Lo que debe enseñarte en serio un curso para el ministerio
Aquí es donde muchos cursos se quedan cortos, no porque la teoría esté floja, sino porque nunca la aplican a lo que de verdad se necesita en el altar. Revisa si te explican por qué un acorde va después de otro y no solo dónde poner el dedo, y si en algún momento te muestran a usar el capo para acomodar el tono sin tener que reaprender posiciones cuando el líder de alabanza amanece con la voz cansada. Eso, y no el logo de una paloma en la miniatura del curso, es lo que te va a servir un domingo de verdad.
Ya profundicé bastante en esa lista de comprobación en la reseña de los mejores cursos de guitarra cristiana para principiantes en iglesias, así que aquí me quedo solo con lo esencial.
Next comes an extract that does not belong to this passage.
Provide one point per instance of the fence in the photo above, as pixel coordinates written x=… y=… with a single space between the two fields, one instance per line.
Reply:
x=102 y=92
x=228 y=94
Mi amiga Sara Ángel, que tiene un oído bastante más entrenado que el mío desde la universidad, fue la que me dijo sin filtro cuando una de las grabaciones de un curso sonaba más a relleno que a instrucción real, y ese comentario suyo me hizo descartar un programa que no iba a ningún lado. En el cumpleaños de mi sobrina me pidió una canción completa, y por primera vez pude decir que sí sin inventar una excusa a medio armar; ahí entendí que el curso que finalmente sirvió no fue el más caro ni el que más versículos citaba en el temario, sino el que me llevó de acordes sueltos a canciones enteras.
Elige por la banda y el ritmo, no por la etiqueta
La próxima vez que veas un curso anunciado como "el mejor para el ministerio", ignora un momento la portada y pregúntate estas tres cosas: si te pone a tocar canciones completas pronto, si el repertorio se parece al de tu congregación, y si te prepara para entrar en tiempo junto a otros instrumentos. Esa es la fórmula que de verdad filtra, y funciona igual si lo que buscas es tocar cada domingo o simplemente sostener el ritmo en un ensayo entre semana. Si además andas corto de tiempo pero la curiosidad te jala hacia la eléctrica, ya comenté algo parecido sobre un curso de guitarra eléctrica para principiantes con poco tiempo libre, la disciplina para elegir bien es la misma, aunque cambie el instrumento.